I label my newly created stack KING JUNIOR and then scratch it out. “You don’t get to be King,” I say, and write just JUNIOR. Liking the way that looks and sounds a whole hell of a lot more, I stand up, walk to the wooden step stool under the bulletin boards cluttered with pushpins, and climb the three steps to the top. Once there, I place my “Junior” label at the center top of the board and then line up the word cards. Once done, I step off the stool and stare up at the beginning of my creation and grimace at the words: Insecure. Egotistical. Educated. Devious. I just described every politician and attorney on Planet Earth and, according to the guy that came before Rich, myself. Kane, as well, if you remove the word insecure—his confidence is something that has always drawn me to him. Damn it, Lilah. Don’t do that. Don’t think about Kane. I refocus on my board and the words I’ve written. I’m off to a worthless start, but then, I remind myself, every puzzle starts out with a seemingly impossible amount of pieces.

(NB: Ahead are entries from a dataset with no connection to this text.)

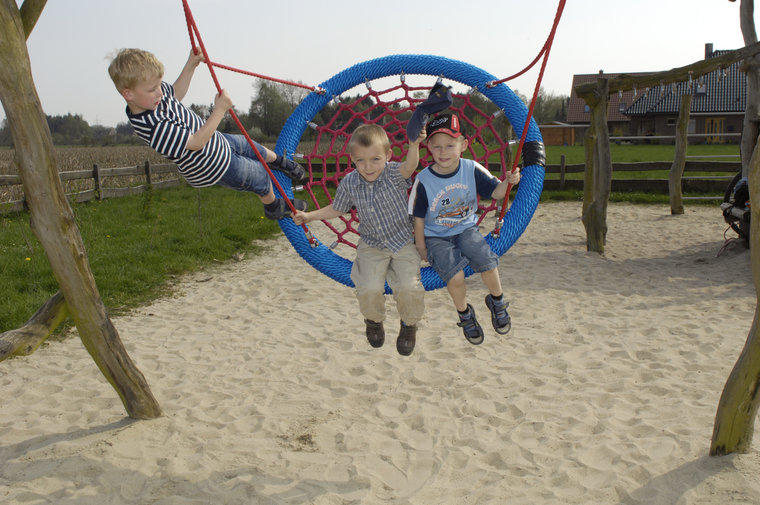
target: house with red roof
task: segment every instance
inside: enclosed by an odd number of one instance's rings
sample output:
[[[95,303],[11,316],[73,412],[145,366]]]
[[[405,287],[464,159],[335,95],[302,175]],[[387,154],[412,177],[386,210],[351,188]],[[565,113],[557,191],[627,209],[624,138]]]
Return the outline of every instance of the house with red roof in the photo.
[[[705,59],[726,53],[714,51],[705,44]],[[611,140],[672,143],[676,134],[681,96],[692,94],[689,119],[691,143],[738,143],[747,100],[747,79],[734,63],[689,82],[663,84],[643,90],[630,90],[610,95],[607,125]],[[613,78],[620,74],[577,74],[573,76],[567,111],[567,123],[576,131],[577,142],[583,141],[591,121],[591,110],[575,93],[579,84],[596,82],[599,77]],[[637,75],[630,73],[628,75]],[[641,75],[641,74],[638,74]],[[665,138],[662,138],[665,137]]]

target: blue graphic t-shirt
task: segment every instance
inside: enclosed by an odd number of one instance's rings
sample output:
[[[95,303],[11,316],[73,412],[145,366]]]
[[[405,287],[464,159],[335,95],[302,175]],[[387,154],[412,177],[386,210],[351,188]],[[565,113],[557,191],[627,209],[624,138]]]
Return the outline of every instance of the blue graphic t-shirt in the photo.
[[[425,219],[426,237],[450,237],[477,225],[478,195],[490,198],[499,178],[479,163],[462,158],[452,173],[427,167],[414,181],[409,212]]]

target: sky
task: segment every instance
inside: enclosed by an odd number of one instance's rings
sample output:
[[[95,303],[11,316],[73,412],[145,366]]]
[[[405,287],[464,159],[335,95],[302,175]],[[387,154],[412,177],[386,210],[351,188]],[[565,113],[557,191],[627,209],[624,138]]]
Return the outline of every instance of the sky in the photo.
[[[511,76],[543,47],[559,0],[188,2],[212,61],[316,86],[357,63],[393,54],[445,56],[497,78]],[[742,47],[739,4],[567,0],[541,86],[569,95],[574,74],[668,70],[703,59],[706,43]],[[68,0],[47,3],[27,47],[46,114],[78,114],[90,125],[115,126],[126,121],[124,101],[108,76],[115,52],[153,52],[164,63],[165,80],[173,82],[190,41],[181,0]],[[539,68],[540,62],[507,85],[532,96]],[[216,73],[234,106],[247,111],[256,79]],[[215,94],[208,69],[199,67],[184,102],[208,105]]]

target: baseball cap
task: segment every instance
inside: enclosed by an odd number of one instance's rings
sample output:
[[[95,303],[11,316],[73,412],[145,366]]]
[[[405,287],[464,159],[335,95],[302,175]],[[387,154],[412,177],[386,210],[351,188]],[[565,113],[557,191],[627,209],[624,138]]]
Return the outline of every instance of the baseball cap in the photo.
[[[425,126],[425,132],[427,138],[430,140],[435,133],[445,133],[446,135],[454,138],[462,136],[462,130],[460,127],[459,116],[456,114],[441,114],[428,121]]]
[[[418,104],[417,108],[414,109],[414,114],[412,114],[406,125],[407,138],[409,140],[416,139],[420,135],[425,123],[430,119],[430,115],[448,109],[451,107],[453,100],[451,89],[439,82],[435,83],[427,99]]]

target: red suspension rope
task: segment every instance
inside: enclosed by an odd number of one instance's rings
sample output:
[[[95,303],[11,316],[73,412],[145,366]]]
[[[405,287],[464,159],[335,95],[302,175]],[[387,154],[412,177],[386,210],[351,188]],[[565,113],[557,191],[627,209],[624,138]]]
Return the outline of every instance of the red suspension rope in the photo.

Sighing, I drag a hand through my hair and walk back to the desk. Sitting down and deciding I need fuel for my brain, I open my right-hand drawer. Bingo. My stash of chocolate is still intact. I pull it out of the drawer and set it on the desk, and, as is my ritual, I line up a dozen pieces of chocolate in a neat row in front of me. Each will be a reward for filling in a puzzle piece, and since I haven’t eaten all day, I don’t even have to suffer a morning jog to pay for them. Chocolate motivation in place, it’s time for a new card and a new direction. Whoever this is knows one of two people or both—me and/or Kane. I can’t avoid him. He’s a part of this and my life, forever after, because of that night.